## Data organizer

This notebook allows a user to specify a folder containing OPT data with different fluorescence and transmission files and it organizes the files into stacks and outputs them as tiff and hdf5.

In [4]:
# USE THIS TO INSTALL MISSING PACKAGES
import sys
!conda install --yes --prefix {sys.prefix} pandas

Collecting package metadata (current_repodata.json): ...working... done
Solving environment: ...working... done

## Package Plan ##

  environment location: C:\Users\lchen\AppData\Local\Continuum\anaconda3

  added / updated specs:
    - pandas


The following packages will be downloaded:

    package                    |            build
    ---------------------------|-----------------
    certifi-2019.6.16          |           py37_1         156 KB
    conda-4.7.10               |           py37_0         3.0 MB
    pandas-0.25.0              |   py37ha925a31_0         9.8 MB
    ------------------------------------------------------------
                                           Total:        13.0 MB

The following NEW packages will be INSTALLED:

  pandas             pkgs/main/win-64::pandas-0.25.0-py37ha925a31_0

The following packages will be UPDATED:

  certifi                                  2019.6.16-py37_0 --> 2019.6.16-py37_1
  conda                                      

In [6]:
import os
import pandas as pd

import numpy as np
import h5py

### User input
Set path and indicators that LabView inserts into file names.

In [9]:
given_path = 'D:\\VHIR_july\AP2'

fluor_indicator = 'fluor' # string shared in names of all fluorescent data 
bkgd_indicator = 'bkgd' # string indicating flat-field transmission background image
dark_indicator = 'dark'# string indicating dark-field transmission background image

# Based on LabView naming conventions, what user named each dataset, usually either filter or staining
filter_start = 'T0_'
filter_end = '_View'

### Stand-alone code

Reads in and identifies files.

In [10]:
# March through file structure and collect all files
file_set = []
for path, dirs, files in os.walk(given_path):
    for f in files:
        file_set.append(path+"\\"+f)
        
# Collect only .tif files
tiff_pd = pd.DataFrame({"FileName":[s for s in file_set if '.tif' in s]})
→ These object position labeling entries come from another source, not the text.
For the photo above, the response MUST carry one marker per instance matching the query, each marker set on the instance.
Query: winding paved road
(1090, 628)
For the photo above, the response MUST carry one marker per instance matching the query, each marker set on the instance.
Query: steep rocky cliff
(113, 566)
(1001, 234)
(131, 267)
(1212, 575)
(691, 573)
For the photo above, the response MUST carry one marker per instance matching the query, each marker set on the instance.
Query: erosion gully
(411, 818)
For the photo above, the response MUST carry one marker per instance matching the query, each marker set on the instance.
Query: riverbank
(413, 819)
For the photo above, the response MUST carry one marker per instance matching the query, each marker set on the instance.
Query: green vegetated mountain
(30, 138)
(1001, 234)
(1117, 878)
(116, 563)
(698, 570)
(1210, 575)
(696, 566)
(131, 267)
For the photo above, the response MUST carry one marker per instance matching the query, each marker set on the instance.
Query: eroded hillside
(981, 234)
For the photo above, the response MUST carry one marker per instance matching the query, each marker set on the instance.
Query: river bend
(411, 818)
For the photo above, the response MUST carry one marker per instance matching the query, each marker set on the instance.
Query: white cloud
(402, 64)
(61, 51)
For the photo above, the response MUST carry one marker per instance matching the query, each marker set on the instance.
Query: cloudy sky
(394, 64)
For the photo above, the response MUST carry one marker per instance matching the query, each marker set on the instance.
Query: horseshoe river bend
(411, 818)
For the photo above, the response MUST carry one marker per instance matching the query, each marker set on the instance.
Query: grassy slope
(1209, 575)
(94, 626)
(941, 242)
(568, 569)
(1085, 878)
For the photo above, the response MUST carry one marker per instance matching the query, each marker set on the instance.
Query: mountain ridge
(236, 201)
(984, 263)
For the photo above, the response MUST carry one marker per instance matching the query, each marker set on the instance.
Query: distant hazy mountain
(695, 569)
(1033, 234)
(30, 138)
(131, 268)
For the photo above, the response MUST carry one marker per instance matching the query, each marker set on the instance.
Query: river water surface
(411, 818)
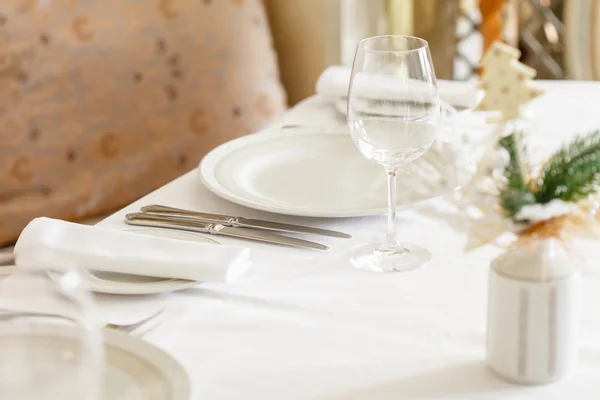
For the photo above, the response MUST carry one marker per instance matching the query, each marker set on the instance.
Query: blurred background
(556, 37)
(102, 102)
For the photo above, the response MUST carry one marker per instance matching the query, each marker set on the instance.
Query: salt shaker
(533, 313)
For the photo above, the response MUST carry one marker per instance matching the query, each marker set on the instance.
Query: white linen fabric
(52, 243)
(304, 325)
(334, 81)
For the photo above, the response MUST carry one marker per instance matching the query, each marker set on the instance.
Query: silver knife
(239, 222)
(187, 224)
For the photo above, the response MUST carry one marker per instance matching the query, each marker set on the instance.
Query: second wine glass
(393, 115)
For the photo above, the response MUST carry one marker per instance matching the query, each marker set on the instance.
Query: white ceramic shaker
(533, 314)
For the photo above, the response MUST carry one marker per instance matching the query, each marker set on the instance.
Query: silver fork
(125, 328)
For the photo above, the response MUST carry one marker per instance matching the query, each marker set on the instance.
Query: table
(305, 325)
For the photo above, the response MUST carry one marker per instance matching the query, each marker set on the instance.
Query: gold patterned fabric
(104, 101)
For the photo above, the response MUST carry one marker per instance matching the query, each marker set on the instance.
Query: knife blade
(239, 222)
(187, 224)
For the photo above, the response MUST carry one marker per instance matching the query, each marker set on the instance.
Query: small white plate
(135, 369)
(316, 173)
(127, 284)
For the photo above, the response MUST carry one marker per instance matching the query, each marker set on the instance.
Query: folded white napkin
(334, 81)
(53, 243)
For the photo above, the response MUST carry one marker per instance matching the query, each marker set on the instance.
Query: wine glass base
(401, 257)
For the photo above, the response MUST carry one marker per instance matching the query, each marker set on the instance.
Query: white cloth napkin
(53, 243)
(334, 81)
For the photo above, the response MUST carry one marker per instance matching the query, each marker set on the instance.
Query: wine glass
(50, 342)
(393, 115)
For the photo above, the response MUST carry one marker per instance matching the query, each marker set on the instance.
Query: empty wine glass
(50, 343)
(393, 115)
# Identify fluorescence vs transmission
tiff_pd['image_type']= ['fluor' if fluor_indicator in s else 'trans' for s in tiff_pd.FileName]

# Identify transmission bright-field and dark-field data
tiff_pd.loc[(tiff_pd['image_type']=='trans') & 
            (tiff_pd['FileName'].str.contains(bkgd_indicator)), 'image_type'] = 'trans_bkgd'
tiff_pd.loc[(tiff_pd['image_type']=='trans') & 
            (tiff_pd['FileName'].str.contains(dark_indicator)), 'image_type'] = 'trans_dark'

# Get filter name 
tiff_pd['filter_name'] =  [s[s.find(filter_start)+len(filter_start):s.find(filter_end)] for s in tiff_pd.FileName]
tiff_pd.loc[(tiff_pd['image_type']=='trans') , 'filter_name'] = 'trans'
tiff_pd.loc[(tiff_pd['image_type']=='trans_bkgd') , 'filter_name'] = 'trans_bkgd'
tiff_pd.loc[(tiff_pd['image_type']=='trans_dark') , 'filter_name'] = 'trans_dark'

Creates input directory and saves HDF5 files and tiff stacks for reconstruction algorithm.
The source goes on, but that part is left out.